Around the world, banana plants are dying at an alarming rate. They are being attacked by a form of Panama disease called Tropical Race 4 (TR4).

Farmers, experts, and industry leaders have feared the day that TR4 would hit Latin America and the Caribbean. About 85% of bananas exported worldwide are grown there. On August 8, 2019, those fears came true. Colombia declared a national emergency as cases of TR4 were confirmed at six banana farms in the country. “In Colombia, [TR4] is incredibly difficult to control,” scientist James Dale told TIME for Kids. “Everybody is absolutely petrified about what’s going to happen.”

PLANTS IN PERIL When a banana plant is infected by Tropical Race 4, it turns yellow, wilts, and dies.

COURTESY QUEENSLAND UNIVERSITY OF TECHNOLOGY, BRISBANE, AUSTRALIA

When Good Bananas Go Bad

TR4 is a fungus that lives in soil. It infects banana plants through the roots and moves into the stems. There, it prevents water and nutrients from reaching the plant’s leaves. The plant turns yellow, then it dries up and dies.

It can take six months to a year for farmers to spot TR4 in a field of banana plants. By then, it’s hard to treat the disease. Farmers can only try to keep it from spreading. But TR4 spreads easily, from plant to plant and from farm to farm. “With increased human transportation, travel, and trade... no country is immune to the disease,” Fazil Dusunceli of the FAO says.

BEST OF THE BUNCH A farmer in Costa Rica tends to bunches of healthy bananas.

COURTESY CHIQUITA

Part of the problem is that 99% of bananas exported are of the same variety: Cavendish. This is helpful for the banana industry. Large companies can grow more bananas when they grow only one kind, which means they can make more money. But a lack of diversity is not good for nature. All Cavendish bananas are genetically the same. Because of this, when a disease such as TR4 strikes, they are all equally vulnerable.

“Eating Cavendish [bananas] is making the situation worse,” says Altus Viljoen, a professor who studies plant diseases. Viljoen and other experts say we should diversify the types of bananas we are growing and eating. This might mean snacking on less-common bananas, such as the Manzano, which tastes like apple and strawberry.

An Uncertain Future

People in the banana industry are coming together to try to save the tropical fruit. James Dale, for example, is working with a team of scientists in Australia to introduce a new variety of banana that’s resistant to TR4. But some people are against creating new types of plants in a lab. They say people shouldn’t mess with nature.

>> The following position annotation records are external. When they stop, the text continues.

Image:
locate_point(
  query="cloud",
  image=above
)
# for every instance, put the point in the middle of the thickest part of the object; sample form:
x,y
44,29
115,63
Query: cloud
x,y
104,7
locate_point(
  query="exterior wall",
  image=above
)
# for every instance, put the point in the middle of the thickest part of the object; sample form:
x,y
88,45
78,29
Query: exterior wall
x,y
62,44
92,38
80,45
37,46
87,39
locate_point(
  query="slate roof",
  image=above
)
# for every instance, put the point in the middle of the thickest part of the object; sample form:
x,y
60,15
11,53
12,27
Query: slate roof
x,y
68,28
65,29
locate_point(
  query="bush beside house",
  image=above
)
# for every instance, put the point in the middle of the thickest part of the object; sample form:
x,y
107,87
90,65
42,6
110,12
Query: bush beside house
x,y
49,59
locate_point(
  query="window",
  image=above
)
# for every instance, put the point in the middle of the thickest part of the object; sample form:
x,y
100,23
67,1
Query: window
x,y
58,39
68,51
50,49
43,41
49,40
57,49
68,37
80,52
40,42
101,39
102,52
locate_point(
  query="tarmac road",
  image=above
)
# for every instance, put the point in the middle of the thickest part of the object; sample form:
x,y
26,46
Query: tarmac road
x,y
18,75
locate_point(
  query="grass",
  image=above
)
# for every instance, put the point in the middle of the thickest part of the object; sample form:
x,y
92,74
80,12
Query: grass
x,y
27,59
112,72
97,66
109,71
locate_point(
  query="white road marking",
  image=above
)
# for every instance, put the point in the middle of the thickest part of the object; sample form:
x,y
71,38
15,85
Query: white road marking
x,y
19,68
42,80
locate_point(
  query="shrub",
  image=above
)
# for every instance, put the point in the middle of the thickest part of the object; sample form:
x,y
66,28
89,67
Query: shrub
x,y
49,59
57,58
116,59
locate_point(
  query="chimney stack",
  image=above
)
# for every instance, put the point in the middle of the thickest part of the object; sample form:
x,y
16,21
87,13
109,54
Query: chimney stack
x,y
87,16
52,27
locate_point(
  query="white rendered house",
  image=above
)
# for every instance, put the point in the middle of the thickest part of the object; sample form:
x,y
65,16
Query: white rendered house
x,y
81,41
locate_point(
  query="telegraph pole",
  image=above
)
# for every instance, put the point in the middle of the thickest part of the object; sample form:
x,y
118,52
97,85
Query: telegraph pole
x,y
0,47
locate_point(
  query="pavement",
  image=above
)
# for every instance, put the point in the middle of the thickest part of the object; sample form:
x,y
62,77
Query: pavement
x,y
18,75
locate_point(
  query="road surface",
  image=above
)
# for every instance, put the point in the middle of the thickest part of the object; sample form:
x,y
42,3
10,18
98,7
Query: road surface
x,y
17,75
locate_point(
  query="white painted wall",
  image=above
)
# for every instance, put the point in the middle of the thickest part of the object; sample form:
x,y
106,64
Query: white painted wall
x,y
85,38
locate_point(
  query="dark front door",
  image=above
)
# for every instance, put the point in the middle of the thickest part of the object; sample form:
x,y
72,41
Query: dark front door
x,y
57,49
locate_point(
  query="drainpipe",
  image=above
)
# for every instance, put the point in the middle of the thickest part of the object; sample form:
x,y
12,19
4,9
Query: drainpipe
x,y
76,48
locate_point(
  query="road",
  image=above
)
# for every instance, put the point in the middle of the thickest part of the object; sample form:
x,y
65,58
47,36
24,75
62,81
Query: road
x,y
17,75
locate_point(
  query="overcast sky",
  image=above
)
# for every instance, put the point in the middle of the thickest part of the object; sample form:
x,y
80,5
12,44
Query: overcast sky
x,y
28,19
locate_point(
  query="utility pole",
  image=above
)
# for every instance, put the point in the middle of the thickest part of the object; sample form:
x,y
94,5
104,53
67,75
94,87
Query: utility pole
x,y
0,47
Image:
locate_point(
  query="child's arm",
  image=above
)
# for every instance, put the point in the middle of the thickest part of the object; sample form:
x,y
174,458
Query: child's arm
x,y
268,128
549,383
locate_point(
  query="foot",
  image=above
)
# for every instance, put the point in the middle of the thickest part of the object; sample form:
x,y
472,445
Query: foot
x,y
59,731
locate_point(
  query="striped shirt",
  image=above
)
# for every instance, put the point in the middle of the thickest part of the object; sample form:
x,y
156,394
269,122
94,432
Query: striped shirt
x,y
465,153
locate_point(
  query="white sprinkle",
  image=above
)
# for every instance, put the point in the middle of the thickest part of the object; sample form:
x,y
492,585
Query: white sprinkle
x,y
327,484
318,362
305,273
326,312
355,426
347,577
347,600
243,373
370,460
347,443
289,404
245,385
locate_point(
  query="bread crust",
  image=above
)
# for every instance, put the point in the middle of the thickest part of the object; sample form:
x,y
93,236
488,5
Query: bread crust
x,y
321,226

LAB WORK Australian scientist James Dale created a banana that’s resistant to Tropical Race 4.

COURTESY QUEENSLAND UNIVERSITY OF TECHNOLOGY, BRISBANE, AUSTRALIA

Not everyone is worried about the fruit. “I think there’s a great future for bananas,” says Andrew Biles. He’s an adviser to Chiquita, one of the biggest banana companies in the world. “They might cost a bit more [in the future], but already they’re one of the cheapest items in the store.”

This isn’t the first time in history that bananas have been in danger (see "Looking Back"). Even if we find a solution to today’s banana crisis, could history repeat itself, yet again, in decades to come? “Oh, I’m certain it will,” Dale says.

Looking Back

READY TO SHIP Workers pack bananas in crates in 1948.

LIBRARY OF CONGRESS ARCHIVES

Before the 1950s, nearly all the bananas grown for export were one variety: Gros Michel. Then Panama disease hit. The banana industry needed a replacement. So it turned to a different type of banana: the Cavendish. This was similar to the Gros Michel. But it was resistant to Panama disease.

In the 1990s, a new strain of Panama disease, TR4, hit crops. This put the fruit at risk again.